Monday, December 12, 2011

It's my second day in Thailand and I've already left the big city. I spent 24 hours after my arrival awake, moving, eating, staring, and tuk tuking. logan's wife sandy picked me up at the airport and brought me to the apartment in a cab at 2am and promptly took me out for some pad see ew with Logan. He suggested an extra egg on top and the chili ketchup and I followed suit and was very happy I did. The food here is amazing. Pick the street stand with a hundred Thai people waiting in line and make conversation with the little old lady serving and you will get a huge plate of delicious mish mash. Ask no questions. Eat everything on the plate. Or at least that's been my MO so far!

After food I went back to the apartment, right by the Victory Monument sky train stop and read the guide book until 6am untill I couldn't wait anymore. I dressed and hit the sky train at 7 heading for the river. The river buses at that hour are empty and I had a gorgeous ride up to tha tien and the old city. The ferry stop is a tiny wooden shack where the flood waters have made the river so swollen you walk on boards that are partially submerged, ducking your head to avoid the trinkets hanging from the low ceiling. I hopped a one stop ferry to wat arun, the dawn temple, and climbed to the top. It was almost empty, only one family of Chinese tourists there. The decorations on the temple are made from broken china plates, tea cups, and other miscellaneous shards shaped into flowers.gorgeous.

After wat arun I went back across the river to watt po, also deserted so early in the morning. The enormous reclining Buddha is incredible and I bought e coin offerings you drop in the buckets along the back wall that make a rhythmic plinking as tourist walk down the line. Most important part of wat po was the hour long Thai massage with an 100 year old woman pushing, pulling, walking on me, and putting me in a full Nelson for the sake of therapy.

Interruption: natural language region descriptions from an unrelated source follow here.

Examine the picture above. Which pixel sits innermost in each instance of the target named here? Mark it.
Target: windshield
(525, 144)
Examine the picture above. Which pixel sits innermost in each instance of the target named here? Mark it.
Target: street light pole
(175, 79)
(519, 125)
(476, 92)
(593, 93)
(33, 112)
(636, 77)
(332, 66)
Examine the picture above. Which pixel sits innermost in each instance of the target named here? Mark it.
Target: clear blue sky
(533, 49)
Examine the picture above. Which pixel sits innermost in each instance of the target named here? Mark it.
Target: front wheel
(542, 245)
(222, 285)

I spent the rest of the afternoon walking around the old city, strolling through the park, got turned away from the grand palace since I was in a tank top, walked through the port side markets (didn't eat there since I saw one of the chefs sneezing into his wares), went to the famous backpackers alley which was a disappointing assortment of mcdonalds, cheap shirts, and tattoo parlors. I switched gears and took a tuk tuk to Chinatown and stopped at every food cart, walked down every scary alleyway, and generally had a ball. I met another American girl walking te streets a,one and we sat down at one of the sidewalk restaurants and made an agreement to meet later to see the Red light district together. And so we did. I think (since this is a work trip)I'll leave out the details except to say that thesse woman have exceptional aim with darts...

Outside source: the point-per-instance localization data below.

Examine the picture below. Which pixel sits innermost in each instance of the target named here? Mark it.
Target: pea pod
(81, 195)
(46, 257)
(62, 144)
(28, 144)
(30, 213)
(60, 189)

Finally. Finally. At 1am, one full day after I arrived, I went home and slept.

Day two was taken at a slower pace. I visited the exceptional coffee stand on my street corn ere where she makes fresh espresso on the sidewalk and ate at the local hole in the wall. I tried to go gem shopping near Silon but failed, and giving up found myself at the Jim Thompson house early enou to take the tour. Its beautiful and everyone talks about him like a god. His life is fascinating and his disappearance from Malaysia even more so. I, obviously, assume he was taken by aliens... Logan met me there for my meeting with gridthiya who is absolutely lovely. Once she heard I was going to chaing Mai she gave me the names of 100 young hip thai artist there who will take me out. She tells me that she is working on here phd to find a new solution to curating in Thailand. Steven Will be very interested in this.

Right after I was back on a plane and heading to change Mai. I've just arrived at the apartment I rented inside a hotel. 2 stories and 2 balconies all to myself. And it's costing me $20 a night. Tomorrow: elephants!